The atrium is a moment where creative tension can exist between Lyons and M3. Having experienced a number of civic/educational buildings from each practice, I find that they take a distinctly different approach to collective vertical circulation. A typical M3 building, such as Brisbane Girls Grammar School’s Creative Learning Center, uses the atrium as a collective experience to be shared while traversing stairs and walkways; In contrast, the RMIT Swanston Academic Building by Lyons foregoes the unique atrium for more discreet and episodic experiences. In the Liveris case, the atrium is “both and”: a central coherent space punctuated by a dynamic interplay of stairs, floating cubes and visual cuts that are not orthogonal to the plan. It functions – as evidenced by a high level of student use on all levels of the building during my visit – as a series of “sticky” spaces for studying, socializing and learning. On the subject of pedagogy, it brings clarity to the diagram of stacked functional spaces. One can look directly into and through labs at the campus and city beyond, with programmatic usage changes highlighted by color shifts as one ascends, in a way that casts aside any sense of hierarchy. Here engineering is fun, accessible and inclusive, which is a triumph indeed.
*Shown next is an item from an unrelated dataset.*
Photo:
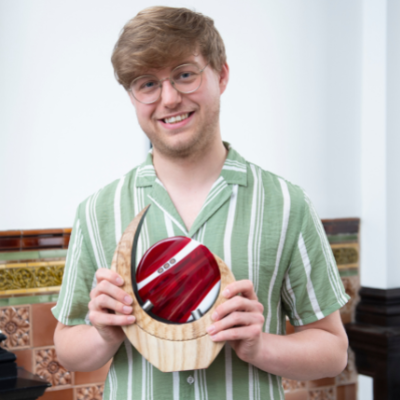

A significant part of the site has been preserved as green space through building instead of building – a rare commodity in this part of the campus.
Image: Christopher Frederick Jones
Born of a true collaboration between architects who practice at the service of ideas, the Andrew N. Liveris Building invites you to think from the moment you see it. It is a building to be read, with the occupant collecting a series of direct, contextual and digestible anecdotes, rendered through form, material and colour. Highly technical and functionally sophisticated spaces are cleverly and efficiently combined to provide an asset that the university can use for a range of educational needs. Sturdy and candid details such as handrails, stairs and other direct moments of user interaction culminate in an unpretentious yet bold, sophisticated composition to be interpreted and savored.
— Chris Knapp is Research Director of the Building 4.0 CRC and Honorary Professor at Bond University, where he served as Director of the Abedian School of Architecture. He sits on the AASA Climate Action Committee and is Director of Gold Coast design firm Studio Workshop.